American Gardening, Feb. 27, 1904

ORIGIN OF THE DELAWARE GRAPE
N. B. WHITE
A Labrusca X Vulpina X Vinifera Grape, Resembling the Delaware

The exact origin of the popular Delaware grape is unknown; but, from the unknown, we sometimes arrive at the known.

This grape was found about 1850 in the garden of Paul H. Provost, Frenchtown, Hunterdon County, N. J., who had emigrated from Switzerland and brought with him many varieties of foreign grapes, which he cultivated in his garden, and it is supposed that some native grape was pollenated by some one of the foreign grapes, and from the results of some of my experiments I am convinced that the native grape was a Labrusca and Vulpina hybrid, as many of those hybrids are to be found all the way from Massachusetts to Virginia. I have many seedlings from a combination of those three species, viz., V. Labrusca, V. Vulpina and V. Vinifera, and the accompanying photograph is of one of them.

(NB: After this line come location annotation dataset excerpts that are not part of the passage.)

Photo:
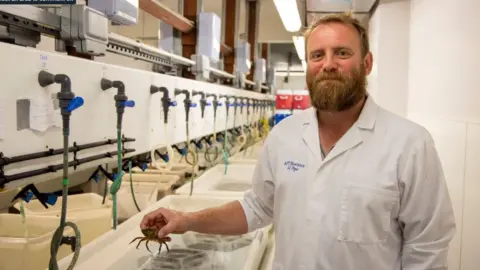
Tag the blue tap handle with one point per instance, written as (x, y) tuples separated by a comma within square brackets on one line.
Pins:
[(165, 157), (128, 103), (52, 199), (74, 104), (28, 196)]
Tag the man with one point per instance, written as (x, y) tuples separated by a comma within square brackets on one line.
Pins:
[(348, 185)]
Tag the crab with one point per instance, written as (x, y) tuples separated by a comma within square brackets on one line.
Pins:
[(151, 235)]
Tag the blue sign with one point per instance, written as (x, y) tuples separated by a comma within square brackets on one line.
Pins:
[(38, 2)]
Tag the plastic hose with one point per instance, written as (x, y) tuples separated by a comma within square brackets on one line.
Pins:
[(118, 180), (105, 187), (225, 141), (163, 167), (22, 216), (58, 235), (131, 186), (213, 146), (195, 159)]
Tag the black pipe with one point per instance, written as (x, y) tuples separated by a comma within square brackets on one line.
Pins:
[(227, 102), (203, 101), (53, 152), (166, 101), (4, 179), (187, 101), (121, 99), (215, 104)]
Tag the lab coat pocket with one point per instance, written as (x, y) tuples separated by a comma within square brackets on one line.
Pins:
[(366, 214)]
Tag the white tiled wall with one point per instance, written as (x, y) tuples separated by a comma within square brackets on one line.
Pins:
[(432, 65)]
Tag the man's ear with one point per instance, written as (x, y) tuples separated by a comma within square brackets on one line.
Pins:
[(368, 63)]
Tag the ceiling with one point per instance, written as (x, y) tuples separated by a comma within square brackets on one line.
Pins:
[(309, 11)]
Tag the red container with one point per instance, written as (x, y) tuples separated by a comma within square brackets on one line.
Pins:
[(284, 100), (301, 100)]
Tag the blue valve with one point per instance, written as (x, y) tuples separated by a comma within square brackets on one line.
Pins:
[(74, 104), (128, 103), (51, 199), (165, 158), (28, 197)]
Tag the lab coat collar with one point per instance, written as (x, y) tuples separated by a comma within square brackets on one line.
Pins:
[(352, 138)]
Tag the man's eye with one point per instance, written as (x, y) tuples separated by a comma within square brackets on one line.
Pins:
[(343, 53), (315, 55)]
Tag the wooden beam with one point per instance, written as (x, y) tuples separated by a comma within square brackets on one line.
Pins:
[(189, 40), (161, 12), (230, 33), (252, 34)]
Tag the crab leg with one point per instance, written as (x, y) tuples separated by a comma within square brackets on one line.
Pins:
[(143, 239), (136, 238)]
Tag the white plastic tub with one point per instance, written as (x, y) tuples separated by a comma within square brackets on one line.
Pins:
[(151, 176), (33, 252), (75, 202), (237, 180), (92, 217), (177, 169), (112, 251)]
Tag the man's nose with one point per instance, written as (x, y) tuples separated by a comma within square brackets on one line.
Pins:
[(329, 64)]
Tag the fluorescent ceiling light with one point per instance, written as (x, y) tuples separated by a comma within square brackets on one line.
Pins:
[(299, 43), (288, 11)]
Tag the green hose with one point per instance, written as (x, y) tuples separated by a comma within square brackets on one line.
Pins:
[(58, 235), (131, 185), (118, 181), (105, 187), (225, 141)]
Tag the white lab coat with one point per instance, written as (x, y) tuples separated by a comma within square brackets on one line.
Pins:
[(378, 201)]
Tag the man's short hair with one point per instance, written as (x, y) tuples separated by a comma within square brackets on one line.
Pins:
[(345, 18)]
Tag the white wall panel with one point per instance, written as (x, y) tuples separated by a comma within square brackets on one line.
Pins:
[(96, 119)]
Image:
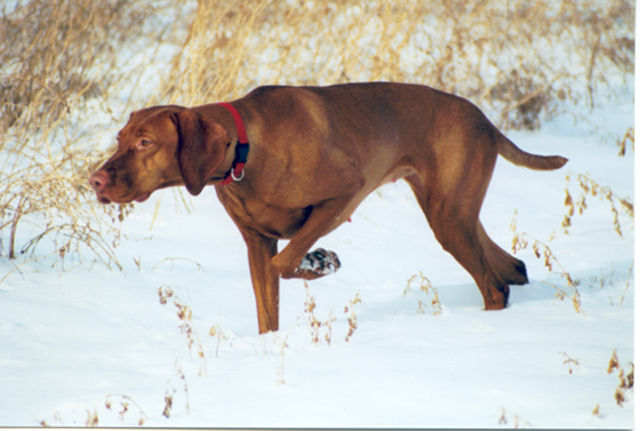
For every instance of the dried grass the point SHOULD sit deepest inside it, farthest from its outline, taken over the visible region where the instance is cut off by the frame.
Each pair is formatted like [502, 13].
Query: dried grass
[72, 70]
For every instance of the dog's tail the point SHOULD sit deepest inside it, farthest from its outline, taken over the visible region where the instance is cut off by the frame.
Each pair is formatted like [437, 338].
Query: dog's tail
[515, 155]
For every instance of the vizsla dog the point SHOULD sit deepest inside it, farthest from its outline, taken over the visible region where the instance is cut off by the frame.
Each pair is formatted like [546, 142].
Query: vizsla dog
[295, 162]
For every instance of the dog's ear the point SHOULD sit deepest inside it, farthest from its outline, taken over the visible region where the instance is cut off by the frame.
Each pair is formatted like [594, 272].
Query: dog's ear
[201, 148]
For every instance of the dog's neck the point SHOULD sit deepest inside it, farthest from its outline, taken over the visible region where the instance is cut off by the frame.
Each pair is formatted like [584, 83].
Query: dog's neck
[235, 159]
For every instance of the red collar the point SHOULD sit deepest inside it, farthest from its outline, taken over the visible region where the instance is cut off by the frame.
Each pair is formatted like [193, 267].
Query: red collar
[242, 148]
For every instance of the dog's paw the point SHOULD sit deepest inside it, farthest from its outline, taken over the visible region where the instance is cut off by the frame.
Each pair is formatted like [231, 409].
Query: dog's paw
[316, 264]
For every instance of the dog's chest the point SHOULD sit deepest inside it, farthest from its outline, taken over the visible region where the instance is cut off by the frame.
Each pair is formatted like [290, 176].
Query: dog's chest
[269, 220]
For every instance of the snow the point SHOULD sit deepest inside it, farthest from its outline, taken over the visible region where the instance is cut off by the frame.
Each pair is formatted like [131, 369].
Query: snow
[78, 345]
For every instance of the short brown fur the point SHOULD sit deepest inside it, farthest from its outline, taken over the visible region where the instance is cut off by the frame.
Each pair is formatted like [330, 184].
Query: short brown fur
[316, 153]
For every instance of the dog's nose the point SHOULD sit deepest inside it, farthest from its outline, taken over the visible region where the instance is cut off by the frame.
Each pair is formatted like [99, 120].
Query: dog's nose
[98, 181]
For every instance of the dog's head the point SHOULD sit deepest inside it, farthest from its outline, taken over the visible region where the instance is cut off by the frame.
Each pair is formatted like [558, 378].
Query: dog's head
[161, 146]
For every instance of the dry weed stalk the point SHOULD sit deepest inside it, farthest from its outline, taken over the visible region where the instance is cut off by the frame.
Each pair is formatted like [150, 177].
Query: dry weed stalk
[216, 331]
[569, 361]
[108, 402]
[588, 187]
[187, 326]
[313, 322]
[626, 379]
[73, 68]
[542, 251]
[171, 391]
[427, 288]
[629, 137]
[489, 51]
[63, 66]
[352, 319]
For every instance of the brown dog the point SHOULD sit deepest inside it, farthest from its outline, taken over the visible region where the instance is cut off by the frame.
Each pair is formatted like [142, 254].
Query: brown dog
[315, 153]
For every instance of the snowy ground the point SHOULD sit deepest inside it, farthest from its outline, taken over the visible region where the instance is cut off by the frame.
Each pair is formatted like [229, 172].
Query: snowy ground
[80, 345]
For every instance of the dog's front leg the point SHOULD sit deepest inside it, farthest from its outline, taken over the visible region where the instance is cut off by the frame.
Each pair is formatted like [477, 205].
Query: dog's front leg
[323, 219]
[261, 250]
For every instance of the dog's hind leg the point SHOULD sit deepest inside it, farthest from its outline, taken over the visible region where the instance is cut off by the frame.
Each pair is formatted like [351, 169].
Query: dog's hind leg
[455, 224]
[507, 267]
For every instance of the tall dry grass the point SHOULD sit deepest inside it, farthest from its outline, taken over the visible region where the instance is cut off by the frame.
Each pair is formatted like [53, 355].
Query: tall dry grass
[72, 70]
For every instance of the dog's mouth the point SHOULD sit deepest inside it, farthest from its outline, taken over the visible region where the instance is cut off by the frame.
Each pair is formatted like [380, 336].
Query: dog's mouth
[105, 200]
[143, 198]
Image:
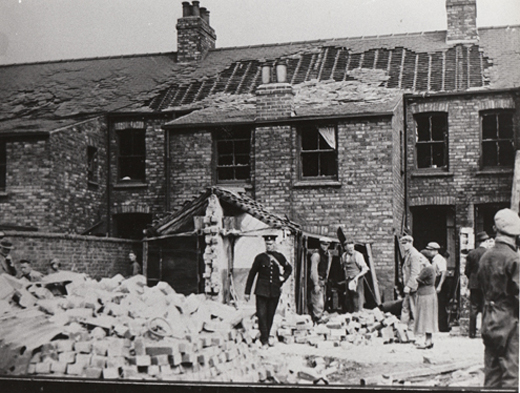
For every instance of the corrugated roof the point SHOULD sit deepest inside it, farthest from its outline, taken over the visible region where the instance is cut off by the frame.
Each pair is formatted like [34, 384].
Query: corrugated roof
[419, 62]
[171, 223]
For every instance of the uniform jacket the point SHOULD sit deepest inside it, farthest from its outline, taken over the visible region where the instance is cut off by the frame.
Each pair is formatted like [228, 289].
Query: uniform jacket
[472, 264]
[268, 283]
[498, 278]
[414, 261]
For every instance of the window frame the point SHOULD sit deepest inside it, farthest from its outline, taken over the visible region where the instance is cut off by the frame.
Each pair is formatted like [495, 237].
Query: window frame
[496, 113]
[431, 142]
[3, 165]
[232, 135]
[119, 135]
[301, 128]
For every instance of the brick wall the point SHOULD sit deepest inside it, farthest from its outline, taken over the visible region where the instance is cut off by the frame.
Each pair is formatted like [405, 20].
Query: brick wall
[465, 184]
[190, 165]
[47, 185]
[98, 257]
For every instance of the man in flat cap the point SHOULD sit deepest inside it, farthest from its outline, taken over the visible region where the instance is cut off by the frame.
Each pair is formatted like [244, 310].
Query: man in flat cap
[498, 277]
[273, 270]
[6, 263]
[470, 270]
[413, 262]
[440, 266]
[355, 267]
[321, 261]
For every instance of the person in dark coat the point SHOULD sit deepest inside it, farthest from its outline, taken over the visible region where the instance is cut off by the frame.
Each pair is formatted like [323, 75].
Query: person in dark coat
[273, 270]
[498, 277]
[6, 262]
[470, 271]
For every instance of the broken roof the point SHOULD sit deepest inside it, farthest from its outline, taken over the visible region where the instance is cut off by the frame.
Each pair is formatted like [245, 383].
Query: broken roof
[60, 93]
[177, 221]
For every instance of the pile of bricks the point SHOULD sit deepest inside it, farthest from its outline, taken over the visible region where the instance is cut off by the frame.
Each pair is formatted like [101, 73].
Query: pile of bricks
[350, 328]
[122, 329]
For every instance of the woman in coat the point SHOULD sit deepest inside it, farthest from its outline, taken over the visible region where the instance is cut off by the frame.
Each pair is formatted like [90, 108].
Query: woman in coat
[426, 321]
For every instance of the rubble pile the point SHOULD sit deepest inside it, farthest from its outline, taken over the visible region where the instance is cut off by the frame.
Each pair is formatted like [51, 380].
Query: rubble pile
[342, 330]
[121, 329]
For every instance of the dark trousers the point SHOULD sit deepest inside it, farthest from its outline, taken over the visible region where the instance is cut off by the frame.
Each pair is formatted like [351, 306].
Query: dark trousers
[265, 310]
[442, 301]
[475, 306]
[501, 370]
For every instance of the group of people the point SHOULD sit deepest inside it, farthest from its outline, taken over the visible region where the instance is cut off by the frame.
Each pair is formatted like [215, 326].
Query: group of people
[25, 270]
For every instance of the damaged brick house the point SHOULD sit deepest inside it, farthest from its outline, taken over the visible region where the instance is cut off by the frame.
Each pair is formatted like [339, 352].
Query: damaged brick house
[375, 134]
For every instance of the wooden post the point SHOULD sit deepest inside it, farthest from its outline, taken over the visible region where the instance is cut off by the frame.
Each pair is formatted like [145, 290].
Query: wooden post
[372, 267]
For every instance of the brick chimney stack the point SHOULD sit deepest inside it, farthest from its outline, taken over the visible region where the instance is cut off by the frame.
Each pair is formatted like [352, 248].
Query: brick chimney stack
[195, 37]
[274, 97]
[462, 21]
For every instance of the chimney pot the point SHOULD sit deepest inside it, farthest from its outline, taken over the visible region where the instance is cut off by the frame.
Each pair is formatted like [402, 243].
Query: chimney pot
[196, 9]
[186, 8]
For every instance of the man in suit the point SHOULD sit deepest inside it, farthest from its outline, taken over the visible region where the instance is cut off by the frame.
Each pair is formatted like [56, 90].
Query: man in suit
[475, 294]
[273, 270]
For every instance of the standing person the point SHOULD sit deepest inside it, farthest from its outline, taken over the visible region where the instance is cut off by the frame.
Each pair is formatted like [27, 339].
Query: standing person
[471, 271]
[273, 270]
[6, 262]
[355, 267]
[440, 265]
[54, 266]
[27, 272]
[320, 267]
[426, 307]
[135, 267]
[413, 260]
[498, 277]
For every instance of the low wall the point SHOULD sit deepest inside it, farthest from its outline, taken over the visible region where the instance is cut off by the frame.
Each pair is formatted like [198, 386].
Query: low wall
[97, 256]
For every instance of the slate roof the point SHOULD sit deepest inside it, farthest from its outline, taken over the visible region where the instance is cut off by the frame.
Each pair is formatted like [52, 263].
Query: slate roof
[49, 95]
[176, 221]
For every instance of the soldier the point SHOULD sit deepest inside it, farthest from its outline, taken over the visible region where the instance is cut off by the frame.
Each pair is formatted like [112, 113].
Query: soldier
[498, 277]
[6, 263]
[471, 271]
[320, 267]
[273, 270]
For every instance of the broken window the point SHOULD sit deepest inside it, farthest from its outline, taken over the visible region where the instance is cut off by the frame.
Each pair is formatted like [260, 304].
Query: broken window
[92, 164]
[498, 147]
[132, 155]
[3, 165]
[318, 152]
[431, 143]
[233, 154]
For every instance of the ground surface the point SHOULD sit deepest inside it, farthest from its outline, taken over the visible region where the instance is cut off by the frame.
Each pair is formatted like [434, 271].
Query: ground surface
[351, 363]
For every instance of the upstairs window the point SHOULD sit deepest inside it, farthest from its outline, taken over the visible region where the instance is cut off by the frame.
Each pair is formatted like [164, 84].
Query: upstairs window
[131, 155]
[92, 164]
[431, 143]
[233, 155]
[318, 152]
[498, 147]
[3, 165]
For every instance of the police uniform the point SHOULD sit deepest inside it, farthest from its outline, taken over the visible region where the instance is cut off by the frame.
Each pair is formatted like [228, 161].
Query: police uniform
[498, 278]
[268, 266]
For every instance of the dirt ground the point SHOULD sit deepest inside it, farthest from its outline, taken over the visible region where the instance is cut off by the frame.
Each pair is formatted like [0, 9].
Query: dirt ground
[377, 362]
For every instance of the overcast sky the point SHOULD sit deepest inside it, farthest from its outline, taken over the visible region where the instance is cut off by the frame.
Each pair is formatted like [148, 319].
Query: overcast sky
[42, 30]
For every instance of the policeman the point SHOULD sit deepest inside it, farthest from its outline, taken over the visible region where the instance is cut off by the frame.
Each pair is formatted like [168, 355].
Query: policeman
[498, 278]
[273, 270]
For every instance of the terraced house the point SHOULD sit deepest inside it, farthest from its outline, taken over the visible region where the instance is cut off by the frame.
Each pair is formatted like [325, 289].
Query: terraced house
[375, 134]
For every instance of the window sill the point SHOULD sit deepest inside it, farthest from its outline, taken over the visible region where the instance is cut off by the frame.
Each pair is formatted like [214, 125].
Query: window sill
[431, 173]
[495, 171]
[317, 183]
[126, 186]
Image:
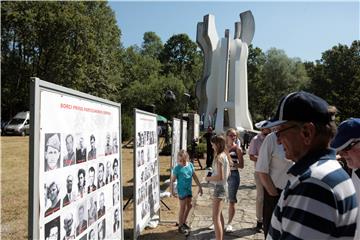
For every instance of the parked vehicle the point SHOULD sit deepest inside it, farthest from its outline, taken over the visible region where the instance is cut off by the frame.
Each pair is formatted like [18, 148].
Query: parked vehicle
[18, 125]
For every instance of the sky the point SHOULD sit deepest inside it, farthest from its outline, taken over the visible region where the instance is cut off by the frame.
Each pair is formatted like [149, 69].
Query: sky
[302, 29]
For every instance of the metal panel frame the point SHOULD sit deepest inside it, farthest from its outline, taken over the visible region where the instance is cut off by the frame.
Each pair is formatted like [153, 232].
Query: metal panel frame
[138, 111]
[36, 85]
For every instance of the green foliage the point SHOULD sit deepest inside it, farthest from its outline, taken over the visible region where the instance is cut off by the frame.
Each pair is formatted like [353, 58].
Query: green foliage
[336, 78]
[271, 76]
[127, 126]
[73, 44]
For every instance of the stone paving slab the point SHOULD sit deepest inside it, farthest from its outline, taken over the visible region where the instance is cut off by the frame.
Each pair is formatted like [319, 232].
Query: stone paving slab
[244, 220]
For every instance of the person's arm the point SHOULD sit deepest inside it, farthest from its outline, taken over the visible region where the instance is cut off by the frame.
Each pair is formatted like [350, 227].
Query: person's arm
[267, 183]
[239, 154]
[197, 182]
[219, 170]
[253, 158]
[172, 180]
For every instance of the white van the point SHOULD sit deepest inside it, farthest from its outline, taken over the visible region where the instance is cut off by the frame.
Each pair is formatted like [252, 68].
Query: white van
[19, 125]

It Is a stronger grower and of larger bunch and berry (some bunches measure six to eight inches long), with that peculiar habit of one shoulder attached to nearly every cluster, color a little darker, but the quality la so much like the Delaware that they can hardly be distinguished one from the other, and the foliage is quite similar. My "Amber Queen" is of the same origin, and everyone who eats that grape will at once recognize its resemblance to the Delaware.